Foi o caso, por exemplo, da velha tese de que os países do Terceiro Mundo não devem pagar a dívida externa. "Devemos decretar já uma moratória total", pregou o economista belga Eric Toussaint, presidente do Comitê pela Anulação da Dívida Externa dos Países do Terceiro Mundo. Coube a alguns economistas brasileiros o alerta: o Brasil até hoje sofre as conseqüências da desastrada moratória de 1987, pagando mais caro por seus empréstimos do que países em situação econômica mais frágil. "Dar calote pode ser uma esperteza para aqueles que nunca mais vão precisar de dinheiro dos outros, o que não é o caso da maioria dos países pobres", diz o economista José Alexandre Scheinkman, da Universidade Princeton. Não dá para esperar que os bancos emprestem dinheiro a quem não paga.
Outra proposta aplaudida foi a de "valorizar os produtos primários", seja lá o que isso signifique. Trata-se de uma tortuosa tese segundo a qual o preço dos produtos primários é mantido baixo por uma conspiração dos países ricos - provavelmente decidida em Davos -, de forma a manter os pobres em seu devido lugar. Na próxima edição do encontro, uma rápida lição sobre oferta e procura seria bem-vinda.
A discussão começou a ganhar corpo quando foi proposta a adoção da chamada taxa Tobin, uma espécie de CPMF para as transações financeiras internacionais. A taxa recebeu o apoio do próprio Soros, embora os economistas alertem para os (enormes) desafios práticos em convencer os países ricos a taxar suas transações e, mais que isso, repassar a receita para atenuar a pobreza do Terceiro Mundo.
Estranhamente, ficou quase de fora o ponto mais importante para quem pretende criticar a globalização: o protecionismo dos países ricos.
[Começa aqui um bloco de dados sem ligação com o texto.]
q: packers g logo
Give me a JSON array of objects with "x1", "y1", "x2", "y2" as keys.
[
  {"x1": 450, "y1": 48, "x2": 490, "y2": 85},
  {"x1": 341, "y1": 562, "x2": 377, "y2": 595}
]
É aí, e não no calote da dívida, que os governos dos países pobres deveriam centrar sua força. Segundo a Conferência das Nações Unidas para o Comércio e Desenvolvimento (Unctad), o mundo em desenvolvimento poderia aumentar suas exportações em 700 bilhões de dólares, gerando renda e emprego a milhões de pessoas.
O problema é que defender seriamente a abertura de mercados implica aceitar uma premissa: a globalização é um fenômeno positivo para todos, não apenas para os ricos. Há excessos? Certamente. Boas políticas sociais podem servir para mitigar as desigualdades que até vêm se acentuando nos últimos anos. Idéias interessantes de medidas compensatórias foram tratadas no fórum - por exemplo, o programa de renda mínima do senador Suplicy.
O ponto central, que escapou a muita gente, é entender que o jogo da globalização deve ser aperfeiçoado, jamais abandonado. Nesse sentido, os verdadeiros inimigos dos países pobres são menos Soros e o pessoal de Davos e mais lobistas como José Bové, o agricultor francês defensor do protecionismo, estranhamente transformado em herói em Porto Alegre pelo bravo ato de destruir uma suposta plantação de produtos transgênicos da Monsanto.
De todo modo, há que se louvar o encontro. Primeiro, porque esse clima de festa vale por si só. Segundo, porque, na escala da civilidade, falar, ainda que bobagens, está vários degraus acima de atirar pedras na polícia. Terceiro, porque, em meio a tantas palavras de ordem e clichês de esquerda, há a chance de encontros frutíferos entre organizações não-governamentais, políticos e empresas. Esses encontros podem levar a ações - miúdas, constantes - que podem trazer resultados concretos. Isso também é globalização.